The advantage of an Xserve is that it's a 1U rack mountable Mac with substantially better monitoring features. (The Lights Out Management can be great)
The advantages of OS X Server are completely seperate from that of an Xserve and what it can do better/worse than Windows Server 200x entirely depends on what you want the server to do. If you have Mac clients that can leverage items such as Open Directory (which can be used in tandem with Active Directory) for authentication, MCX for managing settings on computers, NetBoot for imaging and having emergency network boot partitions, among others. Additionally the vast majority of Linux based applications you may want to run will run in OS X as well - my Cacti / Nagios / Ntop server is an older Power Mac G5 running OS X Server. Lastly, you never have to worry about client licensing - you either have 10 users or unlimited users. (And with the new version shipping in September they've dropped the price of the unlimited user version to the 10 user price and removed the 10 user edition)

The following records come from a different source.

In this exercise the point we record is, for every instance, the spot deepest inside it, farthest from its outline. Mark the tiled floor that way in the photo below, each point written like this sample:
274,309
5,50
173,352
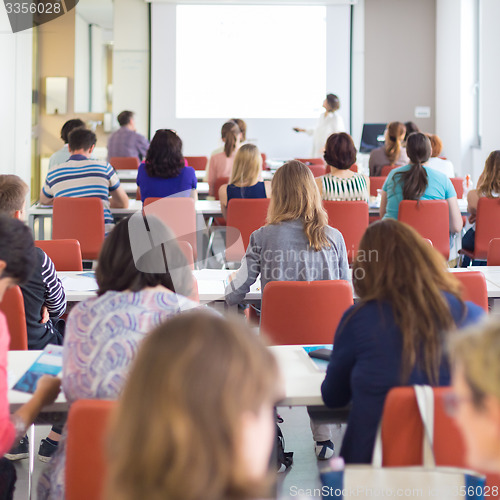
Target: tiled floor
303,474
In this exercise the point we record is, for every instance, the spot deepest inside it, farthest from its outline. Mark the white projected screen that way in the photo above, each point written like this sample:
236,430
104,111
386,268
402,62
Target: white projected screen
250,60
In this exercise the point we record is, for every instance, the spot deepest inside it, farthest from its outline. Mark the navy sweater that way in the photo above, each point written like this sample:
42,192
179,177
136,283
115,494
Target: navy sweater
366,364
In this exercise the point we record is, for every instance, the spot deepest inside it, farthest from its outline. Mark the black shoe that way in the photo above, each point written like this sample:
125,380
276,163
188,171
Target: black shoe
19,451
46,450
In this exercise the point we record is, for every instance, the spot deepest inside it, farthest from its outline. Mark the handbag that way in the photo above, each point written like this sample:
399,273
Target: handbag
421,482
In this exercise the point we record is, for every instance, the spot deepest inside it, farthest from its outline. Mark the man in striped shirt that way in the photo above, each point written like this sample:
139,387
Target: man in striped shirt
81,177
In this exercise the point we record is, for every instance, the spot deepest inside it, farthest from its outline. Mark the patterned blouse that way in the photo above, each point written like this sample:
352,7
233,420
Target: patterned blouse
345,189
101,341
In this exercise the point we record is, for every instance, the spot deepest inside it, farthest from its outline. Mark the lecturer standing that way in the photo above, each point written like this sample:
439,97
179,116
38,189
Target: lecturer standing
329,122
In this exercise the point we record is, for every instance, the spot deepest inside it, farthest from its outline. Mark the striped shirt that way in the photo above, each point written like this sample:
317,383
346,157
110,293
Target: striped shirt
344,189
81,177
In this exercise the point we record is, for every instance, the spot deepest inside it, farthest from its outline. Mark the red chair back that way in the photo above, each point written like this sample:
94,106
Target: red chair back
12,306
124,162
86,462
304,312
431,219
351,219
487,225
494,252
244,216
178,214
79,219
474,287
197,162
458,184
376,182
65,254
386,170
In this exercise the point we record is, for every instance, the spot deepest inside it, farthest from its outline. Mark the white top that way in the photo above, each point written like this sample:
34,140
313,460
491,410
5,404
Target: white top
327,125
443,166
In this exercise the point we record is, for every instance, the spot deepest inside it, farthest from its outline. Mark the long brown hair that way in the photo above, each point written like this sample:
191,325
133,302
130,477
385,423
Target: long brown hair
176,432
415,179
296,196
395,264
230,133
395,134
489,182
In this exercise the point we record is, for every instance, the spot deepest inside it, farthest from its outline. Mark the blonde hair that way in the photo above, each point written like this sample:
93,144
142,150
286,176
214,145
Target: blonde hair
296,196
489,182
177,428
247,166
476,351
395,134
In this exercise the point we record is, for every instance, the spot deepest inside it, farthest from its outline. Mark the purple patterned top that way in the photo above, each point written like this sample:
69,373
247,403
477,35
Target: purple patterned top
101,341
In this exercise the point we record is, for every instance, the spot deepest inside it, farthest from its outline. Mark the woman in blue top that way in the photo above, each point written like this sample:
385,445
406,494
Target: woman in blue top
395,335
164,172
416,181
245,179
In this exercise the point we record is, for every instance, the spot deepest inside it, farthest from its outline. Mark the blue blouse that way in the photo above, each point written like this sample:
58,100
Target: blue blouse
366,364
159,187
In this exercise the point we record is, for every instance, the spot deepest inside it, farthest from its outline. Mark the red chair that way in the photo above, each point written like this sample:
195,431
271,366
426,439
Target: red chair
179,214
474,287
494,252
431,218
197,162
12,306
65,254
386,170
244,216
79,219
402,433
487,227
124,162
458,184
304,312
86,461
351,219
376,182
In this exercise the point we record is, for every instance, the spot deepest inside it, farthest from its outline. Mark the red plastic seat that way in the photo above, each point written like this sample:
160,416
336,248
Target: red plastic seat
79,219
431,218
65,254
86,462
12,306
197,162
376,182
124,162
458,184
474,287
244,216
494,252
487,227
304,312
179,214
351,219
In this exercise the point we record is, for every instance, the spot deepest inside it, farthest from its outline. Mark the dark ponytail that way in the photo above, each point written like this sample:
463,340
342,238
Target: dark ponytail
418,149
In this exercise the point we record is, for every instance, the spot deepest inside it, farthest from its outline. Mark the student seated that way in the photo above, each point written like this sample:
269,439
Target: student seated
392,152
394,334
164,173
208,432
17,262
44,304
342,184
63,154
417,181
83,177
135,295
488,186
221,164
245,178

If your client machines are Macs, then this can make a lot of sense. If you have a bunch of PCs, maybe not so much.
My understanding is that with Mac servers (as all Mac products) you are paying a premium to have quality hardware running easy to use software at the cost of money and control.
Many great things are already named, but one thing is really important IMHO:
They handle the integration of Macs, Windows and Linux/Unix systems flawlessly and you don't have to worry about hidden files with the resource forks anymore. With Linux Samba, when I create a file with an ACL or a resource fork on a MacOS client, it creates a separate file with the filename prepended by a dot. that contains this info. If you move/rename this on a windows client, the resource fork gets lost, as Windows doesn't move the dot file along. This can create all kinds of problems with certain apps and is a major headache for Mac/Win integration. As this resource forks are part of the underlying HFS+ that is used on OS X server, you don't have to think about that anymore.